Because of its potency and potential for abuse, fentanyl is a Schedule II controlled substance. This imposes strict restrictions on its manufacture, distribution and possession. Nevertheless, illicit fentanyl has shown up in unexpected places and poses potential problems.
According to the Tennessee Bureau of Investigations, authorities have seen heroin laced with fentanyl for some time. More recently, however, they have discovered pills of what appear to be other drugs, even prescription medications, that lab analysis later reveals to be fentanyl. It is reportedly difficult to tell these counterfeit pills from the real thing upon visual inspection. The Bureau describes counterfeit oxycodone pills containing fentanyl that nevertheless had the same stamp, appearance and size.

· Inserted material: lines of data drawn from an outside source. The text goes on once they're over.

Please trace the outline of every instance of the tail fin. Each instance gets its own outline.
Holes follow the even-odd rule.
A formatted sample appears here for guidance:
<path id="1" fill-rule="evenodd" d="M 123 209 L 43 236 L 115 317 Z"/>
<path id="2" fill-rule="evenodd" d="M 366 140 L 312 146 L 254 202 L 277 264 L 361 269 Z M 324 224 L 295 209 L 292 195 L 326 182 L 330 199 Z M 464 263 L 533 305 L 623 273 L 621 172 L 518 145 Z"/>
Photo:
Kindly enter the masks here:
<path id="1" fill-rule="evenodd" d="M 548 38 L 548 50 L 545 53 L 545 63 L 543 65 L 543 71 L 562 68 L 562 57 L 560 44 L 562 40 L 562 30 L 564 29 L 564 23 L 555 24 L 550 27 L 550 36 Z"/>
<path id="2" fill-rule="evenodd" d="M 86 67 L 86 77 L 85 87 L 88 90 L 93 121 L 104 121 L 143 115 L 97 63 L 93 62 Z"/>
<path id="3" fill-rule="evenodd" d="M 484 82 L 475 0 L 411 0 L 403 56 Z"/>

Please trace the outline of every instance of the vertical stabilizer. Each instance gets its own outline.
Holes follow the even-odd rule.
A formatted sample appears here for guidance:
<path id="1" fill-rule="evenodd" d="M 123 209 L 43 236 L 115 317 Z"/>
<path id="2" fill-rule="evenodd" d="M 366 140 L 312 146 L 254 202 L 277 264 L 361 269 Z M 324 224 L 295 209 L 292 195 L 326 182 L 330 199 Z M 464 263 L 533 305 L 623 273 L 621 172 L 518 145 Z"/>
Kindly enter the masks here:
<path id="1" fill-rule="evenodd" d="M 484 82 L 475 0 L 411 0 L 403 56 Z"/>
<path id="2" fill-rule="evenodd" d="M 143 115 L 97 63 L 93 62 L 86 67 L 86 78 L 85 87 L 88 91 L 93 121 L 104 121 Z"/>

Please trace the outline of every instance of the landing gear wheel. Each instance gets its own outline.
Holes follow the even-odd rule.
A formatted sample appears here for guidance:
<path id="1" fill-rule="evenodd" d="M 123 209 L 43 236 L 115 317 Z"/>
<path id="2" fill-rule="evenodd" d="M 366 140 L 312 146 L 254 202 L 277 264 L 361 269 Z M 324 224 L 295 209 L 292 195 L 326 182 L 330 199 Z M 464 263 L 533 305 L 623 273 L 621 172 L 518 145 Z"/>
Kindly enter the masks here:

The Drug Enforcement Agency describes a triad of symptoms often present with overdoses of opioids such as fentanyl:
- Reduced breathing
- Pinpoint pupils
Opioid overdose can also cause the skin to turn blue, a condition called cyanosis, and become cold and clammy. Death can result from respiratory failure due to overdose.
With fentanyl turning up in unexpected places and sometimes disguised as other drugs, both the people using the drugs and investigating their use are susceptible to an accidental overdose. To counteract this potential threat, state authorities now carry auto-injectors of medication that reverses the effects.